RiverSymposium Rocks
By Kate Harriden (PhD student)
From 20-24 October, delegates from across the world were in Brisbane for the bi-annual RiverSymposium. I’ve been wanting to attend this conference for many years and was absolutely thrilled that my work was accepted for presentation. The event did not disappoint, as indicated by the 24 pages of notes I took.
The high-quality keynote speakers, including Dr Marcella D’Souza, Director of the WOTR Centre for Resilience Studies (India) and Prof. Peter Batey from the Mersey Rivers Trust in the UK were inspirational.
But it was Mara Bun, President of the Australian Conservation Foundation whose words most resonated with my approach to research. She called for researchers to “plan less and experiment more” because “we don’t have the time to waste”.
Her six steps to effectively adopt this approach are:
- define your purpose; be inclusive and think of beneficiaries
- list your assumptions; articulate them clearly
- identify the most critical, highest risk, assumption
- design and run experiments (using the KISS principle); collect data and record everything
- review results and decide the next step
- pivot as required.
It was a joy to encounter another speaker who also shared this ‘plan less; experiment more’ approach in the session at which I presented (Rivers by Design). We are now email buddies.
As is always the way at conferences, I was scheduled to speak in a session that clashed with one I really wanted to attend – Traditional Knowledge and Cultural Heritage. Nonetheless, I can always say I spoke at the same time as Assoc. Prof Linda Te Aho (even if we didn’t share a platform). I did, however, get to meet the wiradjuri speaker from that session on the Aboriginal culture study tour to minjerribah/Stradbroke Island (us wiradjuri, we’re everywhere).
Ironically, given I’m technically an early career researcher, I was asked to mentor one of the members of the well-developed Emerging Water Professional Program in how to chair a conference session. It was a novel experience for Milan Paudel, from Nepal’s Ministry of Energy, Water Resources, and Irrigation. Not only did I dispense with the standard reading of the conventional speaker biographies, opting instead to tell the audience what myths about their work/industry the speaker wanted busted, but we did some Pilates too. It was the last session of the day – everyone needed to be roused from their post-afternoon tea stupor. And then we had a technical hiccup, forcing a quick change in speaking order to allow the on-the-ball IT team to sort it out. Milan had quite the introduction to chairing a session at a large international conference. He handled it with aplomb.
In spite of the diverse range of excellent presentations I attended, it was one moment, on the study tour mentioned earlier, that most starkly highlighted the effects that climate change is bringing to the water cycle.
We went to Brown Lake, a lake that the local quandamooka mob have used as a family site for millennia. My own family has also splashed around here many times. Not only do I remember a much browner lake, but I remember a much larger lake.

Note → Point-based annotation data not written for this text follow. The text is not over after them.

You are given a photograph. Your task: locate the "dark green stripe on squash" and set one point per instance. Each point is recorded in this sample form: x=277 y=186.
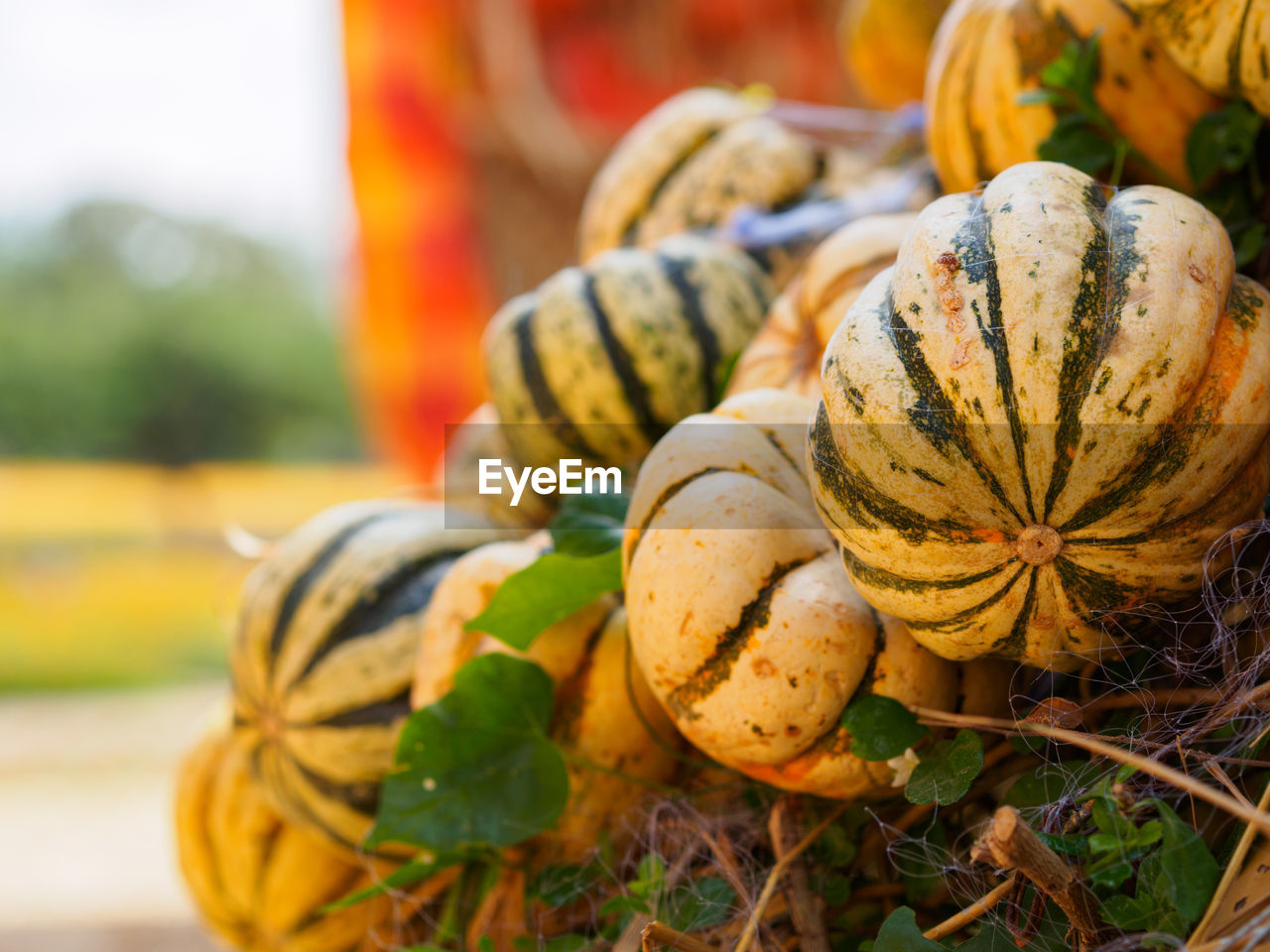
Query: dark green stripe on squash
x=1092 y=325
x=934 y=414
x=729 y=645
x=304 y=581
x=405 y=590
x=634 y=389
x=376 y=714
x=978 y=258
x=540 y=391
x=707 y=341
x=869 y=506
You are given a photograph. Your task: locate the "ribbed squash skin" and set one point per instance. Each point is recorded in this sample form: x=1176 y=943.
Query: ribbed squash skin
x=598 y=362
x=324 y=653
x=884 y=48
x=258 y=881
x=1223 y=45
x=585 y=655
x=748 y=630
x=786 y=350
x=1047 y=412
x=688 y=166
x=989 y=51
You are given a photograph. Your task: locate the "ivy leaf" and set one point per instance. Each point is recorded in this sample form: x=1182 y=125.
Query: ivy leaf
x=1248 y=243
x=1187 y=873
x=722 y=377
x=570 y=942
x=476 y=767
x=1049 y=783
x=1076 y=71
x=588 y=525
x=561 y=884
x=412 y=873
x=899 y=933
x=1076 y=141
x=947 y=770
x=701 y=902
x=880 y=728
x=1110 y=870
x=1067 y=843
x=1130 y=912
x=1222 y=141
x=547 y=592
x=922 y=874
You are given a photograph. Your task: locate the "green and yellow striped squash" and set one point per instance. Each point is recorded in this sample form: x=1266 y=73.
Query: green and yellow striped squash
x=261 y=883
x=989 y=51
x=748 y=630
x=884 y=48
x=1223 y=45
x=324 y=654
x=1047 y=412
x=786 y=350
x=598 y=362
x=615 y=747
x=689 y=164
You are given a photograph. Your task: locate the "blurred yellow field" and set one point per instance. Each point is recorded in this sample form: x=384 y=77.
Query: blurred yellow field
x=126 y=574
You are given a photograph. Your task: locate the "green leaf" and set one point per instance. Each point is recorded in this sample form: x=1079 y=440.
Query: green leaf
x=571 y=942
x=1188 y=873
x=624 y=906
x=1076 y=141
x=547 y=592
x=562 y=884
x=414 y=871
x=1049 y=783
x=1067 y=843
x=899 y=933
x=947 y=770
x=588 y=525
x=1110 y=870
x=922 y=871
x=1248 y=243
x=1222 y=141
x=1130 y=912
x=1076 y=71
x=649 y=880
x=701 y=902
x=476 y=767
x=880 y=728
x=722 y=376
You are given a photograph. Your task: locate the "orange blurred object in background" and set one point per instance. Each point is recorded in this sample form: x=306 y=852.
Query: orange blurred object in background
x=474 y=130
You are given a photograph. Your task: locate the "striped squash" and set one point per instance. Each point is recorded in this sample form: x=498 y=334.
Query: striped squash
x=1223 y=45
x=689 y=164
x=749 y=633
x=322 y=656
x=989 y=51
x=1047 y=412
x=601 y=361
x=587 y=657
x=786 y=350
x=258 y=881
x=884 y=48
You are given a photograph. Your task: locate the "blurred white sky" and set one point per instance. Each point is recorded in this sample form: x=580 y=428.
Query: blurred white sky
x=226 y=109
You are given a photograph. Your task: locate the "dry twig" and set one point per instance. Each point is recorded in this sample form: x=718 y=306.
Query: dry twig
x=970 y=912
x=1011 y=844
x=778 y=871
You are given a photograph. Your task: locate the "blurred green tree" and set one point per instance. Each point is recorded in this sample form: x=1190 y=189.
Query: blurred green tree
x=131 y=334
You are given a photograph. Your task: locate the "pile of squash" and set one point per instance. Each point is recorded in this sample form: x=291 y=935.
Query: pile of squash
x=903 y=456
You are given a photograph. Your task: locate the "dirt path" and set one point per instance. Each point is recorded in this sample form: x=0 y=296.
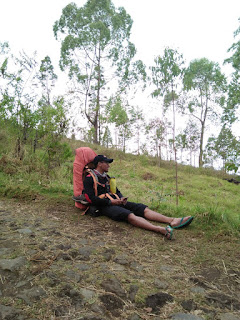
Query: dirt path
x=55 y=264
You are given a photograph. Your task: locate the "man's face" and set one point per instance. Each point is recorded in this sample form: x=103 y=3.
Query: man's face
x=104 y=166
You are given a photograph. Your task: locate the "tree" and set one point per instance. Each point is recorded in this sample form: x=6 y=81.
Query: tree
x=226 y=146
x=203 y=78
x=117 y=114
x=166 y=74
x=233 y=101
x=156 y=130
x=192 y=134
x=96 y=51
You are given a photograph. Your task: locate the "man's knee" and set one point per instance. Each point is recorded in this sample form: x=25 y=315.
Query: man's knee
x=131 y=217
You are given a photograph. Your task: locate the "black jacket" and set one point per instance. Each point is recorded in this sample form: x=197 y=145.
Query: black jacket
x=103 y=188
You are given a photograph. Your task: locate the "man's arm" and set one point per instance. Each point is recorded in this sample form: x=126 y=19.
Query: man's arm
x=90 y=193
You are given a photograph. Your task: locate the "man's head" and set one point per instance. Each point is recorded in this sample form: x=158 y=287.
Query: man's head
x=102 y=163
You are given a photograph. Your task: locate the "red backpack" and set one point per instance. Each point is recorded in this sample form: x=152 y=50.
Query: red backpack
x=83 y=156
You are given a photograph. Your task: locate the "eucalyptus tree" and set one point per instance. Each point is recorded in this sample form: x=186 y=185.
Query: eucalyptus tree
x=97 y=53
x=192 y=134
x=233 y=101
x=166 y=75
x=118 y=115
x=206 y=86
x=47 y=78
x=226 y=146
x=156 y=130
x=19 y=99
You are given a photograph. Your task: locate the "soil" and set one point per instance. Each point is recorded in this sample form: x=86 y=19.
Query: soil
x=57 y=264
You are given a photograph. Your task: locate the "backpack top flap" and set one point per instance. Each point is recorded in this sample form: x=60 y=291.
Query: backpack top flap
x=83 y=156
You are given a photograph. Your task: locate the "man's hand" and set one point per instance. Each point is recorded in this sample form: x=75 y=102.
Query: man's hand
x=124 y=200
x=116 y=202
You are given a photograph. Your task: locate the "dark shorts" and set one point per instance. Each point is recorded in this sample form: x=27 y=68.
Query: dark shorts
x=120 y=213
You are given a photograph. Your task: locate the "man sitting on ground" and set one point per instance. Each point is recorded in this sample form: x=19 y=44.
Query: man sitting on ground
x=118 y=208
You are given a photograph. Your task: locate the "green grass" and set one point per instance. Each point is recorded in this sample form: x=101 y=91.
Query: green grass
x=203 y=192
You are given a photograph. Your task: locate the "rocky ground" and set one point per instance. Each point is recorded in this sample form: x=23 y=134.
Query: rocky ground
x=56 y=264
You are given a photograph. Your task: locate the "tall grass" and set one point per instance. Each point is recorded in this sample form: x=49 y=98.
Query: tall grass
x=202 y=192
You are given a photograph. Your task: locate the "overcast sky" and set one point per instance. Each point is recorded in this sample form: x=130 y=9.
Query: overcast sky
x=197 y=28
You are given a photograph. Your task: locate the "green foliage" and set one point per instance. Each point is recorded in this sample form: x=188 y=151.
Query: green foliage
x=208 y=85
x=96 y=50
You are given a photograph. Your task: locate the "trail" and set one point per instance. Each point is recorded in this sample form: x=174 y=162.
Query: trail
x=56 y=264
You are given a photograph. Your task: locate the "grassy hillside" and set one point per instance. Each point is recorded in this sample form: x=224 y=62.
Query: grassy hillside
x=203 y=192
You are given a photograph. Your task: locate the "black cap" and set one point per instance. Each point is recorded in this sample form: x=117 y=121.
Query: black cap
x=101 y=158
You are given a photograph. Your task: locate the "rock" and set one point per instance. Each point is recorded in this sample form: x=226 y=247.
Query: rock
x=228 y=316
x=85 y=253
x=31 y=295
x=198 y=289
x=25 y=231
x=7 y=312
x=82 y=267
x=134 y=317
x=189 y=305
x=136 y=266
x=223 y=301
x=108 y=253
x=4 y=251
x=73 y=275
x=87 y=294
x=121 y=259
x=185 y=316
x=114 y=286
x=12 y=264
x=158 y=300
x=112 y=304
x=132 y=292
x=166 y=268
x=160 y=284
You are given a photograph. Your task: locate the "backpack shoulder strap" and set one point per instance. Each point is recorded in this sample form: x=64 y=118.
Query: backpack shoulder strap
x=95 y=179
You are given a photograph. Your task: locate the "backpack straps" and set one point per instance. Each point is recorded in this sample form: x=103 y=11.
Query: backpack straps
x=96 y=182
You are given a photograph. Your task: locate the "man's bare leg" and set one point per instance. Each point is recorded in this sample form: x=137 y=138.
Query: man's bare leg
x=155 y=216
x=144 y=224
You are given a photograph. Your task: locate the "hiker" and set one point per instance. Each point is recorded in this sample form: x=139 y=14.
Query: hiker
x=118 y=208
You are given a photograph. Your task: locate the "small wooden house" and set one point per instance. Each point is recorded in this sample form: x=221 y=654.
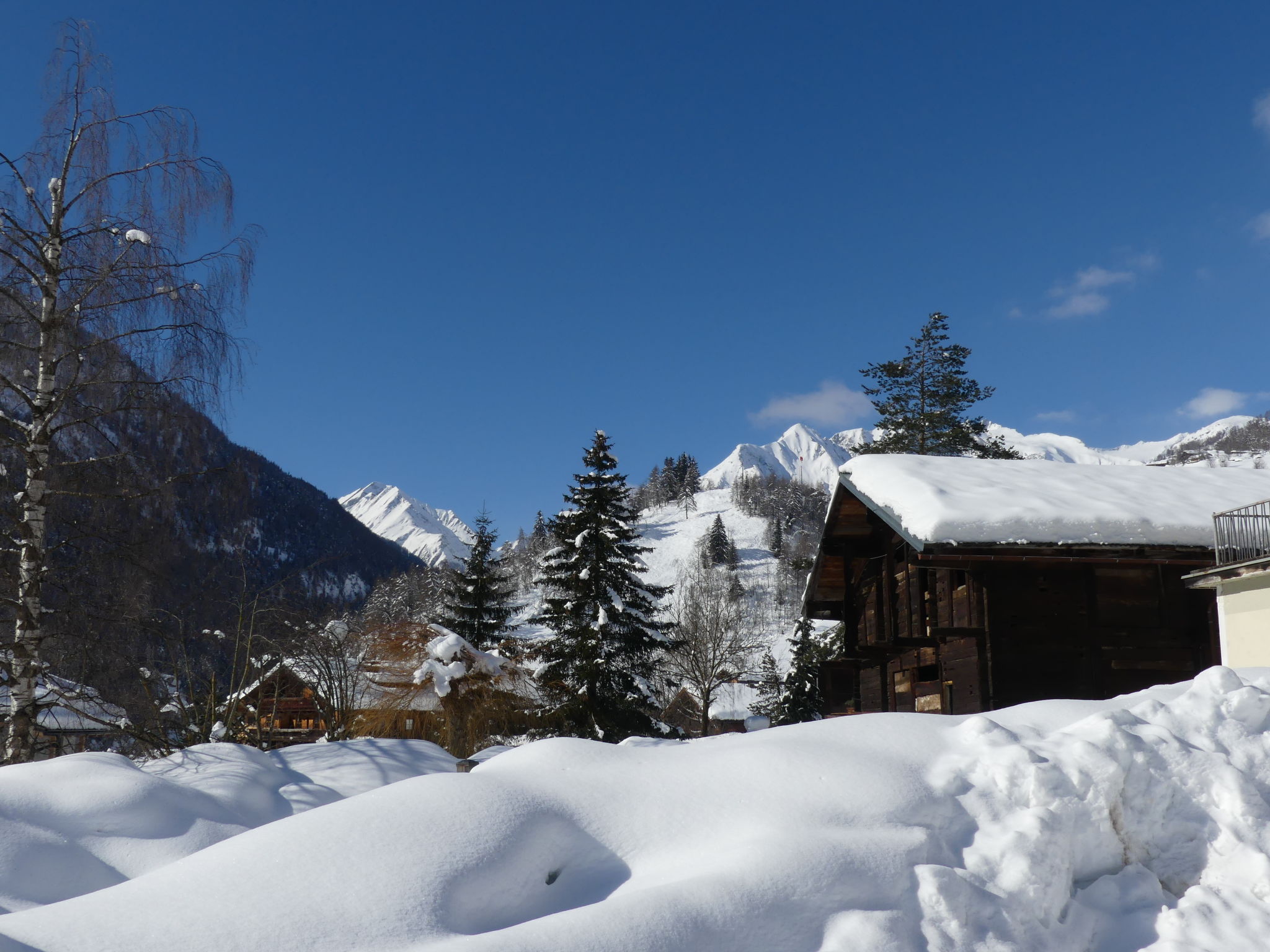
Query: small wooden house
x=280 y=710
x=966 y=586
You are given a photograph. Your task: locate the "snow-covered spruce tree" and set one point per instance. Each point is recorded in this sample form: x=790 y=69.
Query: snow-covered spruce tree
x=110 y=327
x=801 y=696
x=598 y=671
x=687 y=478
x=770 y=687
x=479 y=596
x=716 y=545
x=922 y=400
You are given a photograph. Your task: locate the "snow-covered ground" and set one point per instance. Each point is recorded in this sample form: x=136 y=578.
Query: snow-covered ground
x=1140 y=823
x=86 y=822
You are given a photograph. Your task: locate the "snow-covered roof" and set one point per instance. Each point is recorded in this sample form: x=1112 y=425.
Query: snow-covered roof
x=931 y=499
x=68 y=706
x=732 y=701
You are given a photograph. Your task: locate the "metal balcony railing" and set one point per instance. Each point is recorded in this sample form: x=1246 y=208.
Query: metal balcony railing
x=1242 y=535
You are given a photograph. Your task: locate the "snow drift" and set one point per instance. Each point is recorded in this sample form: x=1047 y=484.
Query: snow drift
x=1106 y=826
x=82 y=823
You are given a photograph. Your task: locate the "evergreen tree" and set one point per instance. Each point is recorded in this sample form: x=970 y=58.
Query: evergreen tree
x=687 y=478
x=540 y=537
x=770 y=687
x=923 y=398
x=479 y=598
x=598 y=671
x=776 y=539
x=714 y=544
x=801 y=695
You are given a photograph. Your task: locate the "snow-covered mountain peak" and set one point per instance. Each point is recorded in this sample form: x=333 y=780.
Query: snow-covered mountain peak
x=436 y=536
x=799 y=454
x=804 y=455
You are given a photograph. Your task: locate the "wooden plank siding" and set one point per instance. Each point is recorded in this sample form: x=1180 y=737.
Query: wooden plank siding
x=964 y=628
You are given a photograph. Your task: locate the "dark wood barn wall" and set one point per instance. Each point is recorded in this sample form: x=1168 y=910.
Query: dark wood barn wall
x=964 y=631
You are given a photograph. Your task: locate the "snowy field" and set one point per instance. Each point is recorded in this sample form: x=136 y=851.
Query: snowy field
x=1127 y=824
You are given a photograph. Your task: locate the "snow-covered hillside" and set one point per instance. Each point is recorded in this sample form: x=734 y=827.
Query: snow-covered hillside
x=1139 y=823
x=437 y=536
x=440 y=537
x=804 y=455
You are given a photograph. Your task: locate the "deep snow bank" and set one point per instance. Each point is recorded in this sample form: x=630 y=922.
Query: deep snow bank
x=87 y=822
x=1135 y=823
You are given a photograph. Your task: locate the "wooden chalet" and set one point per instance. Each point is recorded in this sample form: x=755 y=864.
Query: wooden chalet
x=967 y=586
x=280 y=710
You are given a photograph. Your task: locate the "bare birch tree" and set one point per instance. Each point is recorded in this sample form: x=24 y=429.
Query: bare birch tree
x=110 y=325
x=717 y=638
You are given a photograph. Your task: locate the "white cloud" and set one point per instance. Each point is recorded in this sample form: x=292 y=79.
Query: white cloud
x=832 y=405
x=1261 y=112
x=1146 y=262
x=1085 y=294
x=1081 y=305
x=1260 y=226
x=1213 y=403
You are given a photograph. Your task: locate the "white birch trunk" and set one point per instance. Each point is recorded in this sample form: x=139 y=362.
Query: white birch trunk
x=32 y=527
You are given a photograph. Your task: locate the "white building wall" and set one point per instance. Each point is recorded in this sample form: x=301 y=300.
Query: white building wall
x=1244 y=619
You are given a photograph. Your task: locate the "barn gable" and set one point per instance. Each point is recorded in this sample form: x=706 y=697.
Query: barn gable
x=969 y=584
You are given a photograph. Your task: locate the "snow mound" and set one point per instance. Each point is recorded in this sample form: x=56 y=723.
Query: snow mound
x=86 y=822
x=436 y=536
x=956 y=499
x=1140 y=823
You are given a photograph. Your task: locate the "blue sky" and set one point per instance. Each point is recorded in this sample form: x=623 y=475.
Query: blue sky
x=495 y=226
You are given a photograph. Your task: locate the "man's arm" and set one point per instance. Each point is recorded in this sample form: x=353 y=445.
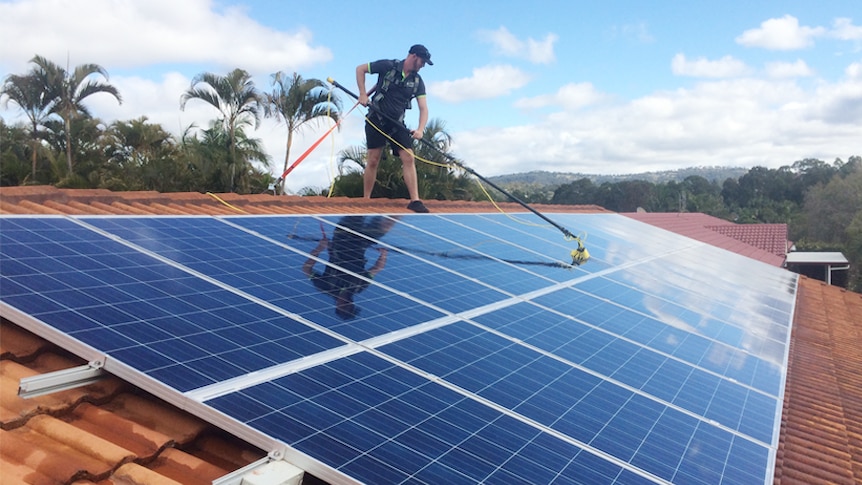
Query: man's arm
x=423 y=117
x=361 y=71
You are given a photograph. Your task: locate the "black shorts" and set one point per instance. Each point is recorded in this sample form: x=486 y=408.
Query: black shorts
x=396 y=131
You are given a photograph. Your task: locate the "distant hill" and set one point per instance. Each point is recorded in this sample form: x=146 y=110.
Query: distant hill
x=545 y=179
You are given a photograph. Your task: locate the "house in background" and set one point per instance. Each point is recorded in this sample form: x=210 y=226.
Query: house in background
x=112 y=432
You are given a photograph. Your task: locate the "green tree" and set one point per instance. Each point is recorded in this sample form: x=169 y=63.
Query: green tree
x=299 y=102
x=438 y=178
x=141 y=156
x=239 y=103
x=30 y=93
x=13 y=158
x=211 y=166
x=579 y=192
x=70 y=90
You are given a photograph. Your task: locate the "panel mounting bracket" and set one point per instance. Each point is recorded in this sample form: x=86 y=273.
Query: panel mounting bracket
x=61 y=380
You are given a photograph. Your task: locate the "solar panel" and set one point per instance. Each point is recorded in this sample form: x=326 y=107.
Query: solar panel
x=428 y=349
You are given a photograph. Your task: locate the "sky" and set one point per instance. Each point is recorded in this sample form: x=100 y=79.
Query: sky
x=613 y=87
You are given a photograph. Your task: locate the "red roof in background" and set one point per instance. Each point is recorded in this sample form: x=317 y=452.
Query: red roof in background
x=72 y=436
x=763 y=242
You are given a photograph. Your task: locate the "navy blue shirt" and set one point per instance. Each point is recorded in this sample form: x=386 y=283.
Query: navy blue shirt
x=399 y=92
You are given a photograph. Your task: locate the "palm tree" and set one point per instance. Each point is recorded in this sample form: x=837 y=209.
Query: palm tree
x=29 y=93
x=69 y=89
x=298 y=101
x=234 y=96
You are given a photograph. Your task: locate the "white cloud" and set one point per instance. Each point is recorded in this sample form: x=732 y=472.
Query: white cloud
x=843 y=28
x=486 y=82
x=783 y=33
x=570 y=97
x=741 y=122
x=134 y=33
x=725 y=67
x=506 y=44
x=781 y=70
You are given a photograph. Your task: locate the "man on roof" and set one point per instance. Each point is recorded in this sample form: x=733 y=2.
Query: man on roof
x=398 y=82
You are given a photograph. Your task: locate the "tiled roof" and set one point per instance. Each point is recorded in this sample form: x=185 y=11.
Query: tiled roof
x=112 y=433
x=763 y=242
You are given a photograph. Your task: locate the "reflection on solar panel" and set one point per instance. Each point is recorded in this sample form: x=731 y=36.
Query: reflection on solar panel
x=428 y=349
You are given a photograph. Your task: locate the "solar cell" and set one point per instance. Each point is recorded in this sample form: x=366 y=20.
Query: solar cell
x=431 y=349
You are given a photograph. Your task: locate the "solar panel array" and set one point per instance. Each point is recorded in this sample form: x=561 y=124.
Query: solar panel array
x=428 y=348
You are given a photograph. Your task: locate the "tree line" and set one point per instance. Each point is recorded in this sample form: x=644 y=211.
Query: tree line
x=821 y=203
x=63 y=144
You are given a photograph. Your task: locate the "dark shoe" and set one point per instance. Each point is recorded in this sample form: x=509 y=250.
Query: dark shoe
x=417 y=206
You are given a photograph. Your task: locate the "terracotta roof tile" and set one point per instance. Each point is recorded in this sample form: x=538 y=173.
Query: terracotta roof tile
x=752 y=240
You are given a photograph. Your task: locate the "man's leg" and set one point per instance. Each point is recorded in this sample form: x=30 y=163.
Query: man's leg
x=372 y=161
x=408 y=163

My memories were confirmed by Josh Walker and his son – the lake, a perched water table, has receded due to a lack of rain. This means that the leaves of the tea trees formerly fringing the lake’s edge can now no longer stain the water. This radical change is clearly shown by the photo. The tree in the foreground was once a jumping point into the lake for Josh’s kids. And the kids of my father.
Mind you, the sadness of this reality was temporarily tempered by a koala coming down a tree, to hear our host tell the koala creation story (I have video proof).
May we all plan less and experiment more, because if the IPCC is correct there is not time to waste.